Sanctions Relating to the Financial Sector:
UFSA also authorizes the President to restrict or prohibit access to U.S. correspondent accounts (similarly to the Iranian Financial Sanctions Regulations) for foreign financial institutions engaged in targeted transactions. These secondary sanctions again do not require the use of U.S. dollars or any other U.S. jurisdictional nexus, but they are highly discretionary.

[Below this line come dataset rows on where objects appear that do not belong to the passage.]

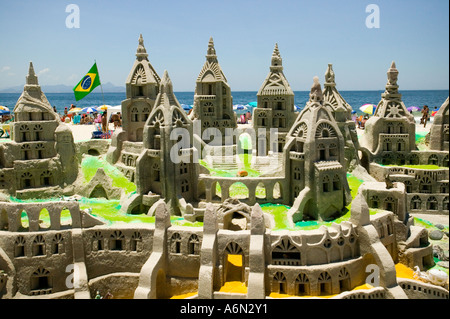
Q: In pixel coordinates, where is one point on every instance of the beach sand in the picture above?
(83, 132)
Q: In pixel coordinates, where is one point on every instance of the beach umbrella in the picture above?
(413, 109)
(103, 107)
(89, 110)
(368, 108)
(186, 107)
(75, 110)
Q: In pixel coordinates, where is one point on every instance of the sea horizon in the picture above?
(355, 98)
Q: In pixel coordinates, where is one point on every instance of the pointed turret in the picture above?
(31, 78)
(211, 56)
(390, 133)
(141, 52)
(316, 94)
(275, 108)
(166, 83)
(277, 62)
(329, 76)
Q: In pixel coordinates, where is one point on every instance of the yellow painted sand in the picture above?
(277, 295)
(184, 296)
(236, 287)
(404, 271)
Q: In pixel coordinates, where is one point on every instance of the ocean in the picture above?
(419, 98)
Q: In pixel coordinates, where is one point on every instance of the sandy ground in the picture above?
(83, 132)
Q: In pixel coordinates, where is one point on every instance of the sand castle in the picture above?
(160, 151)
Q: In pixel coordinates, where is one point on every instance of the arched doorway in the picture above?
(234, 263)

First, foreign financial institutions may be sanctioned if they knowingly engage in significant transactions relating to sanctionable activities involving Russian arms sales,
or involving sanctionable investment in Russian deepwater, Arctic offshore, or shale projects for the production of oil, in each case for persons sanctioned under the UFSA provisions described above. Note that the statute is ambiguous as to whether the person must have been sanctioned under UFSA before the transaction in question for the financial institutions involved also to be sanctioned, or whether the financial institutions and clients involved could be sanctioned together for the same transaction. However, the transaction must be related to activity sanctionable under UFSA (and so, for example, processing a transaction outside U.S. jurisdiction for the sale of goods to a targeted Russian oil project would not appear to be sanctionable for the financial institutions involved). Also note that financial institutions could be vulnerable to the imposition of defense sector sanctions as well as to correspondent account sanctions if they are determined to have knowingly assisted in targeted arms sales.
Second, foreign financial institutions may be sanctioned if, on or after a date that is 180 days after UFSA enters into force, they facilitate significant financial transactions on behalf of any Russian individual or entity that has been designated as an SDN pursuant to UFSA or any Executive Order relating to Ukraine, including Executive Orders 13660, 13661 and 13662. Note that this does not include the Russian energy companies and financial institutions subject to sectoral sanctions only, as they are not SDNs.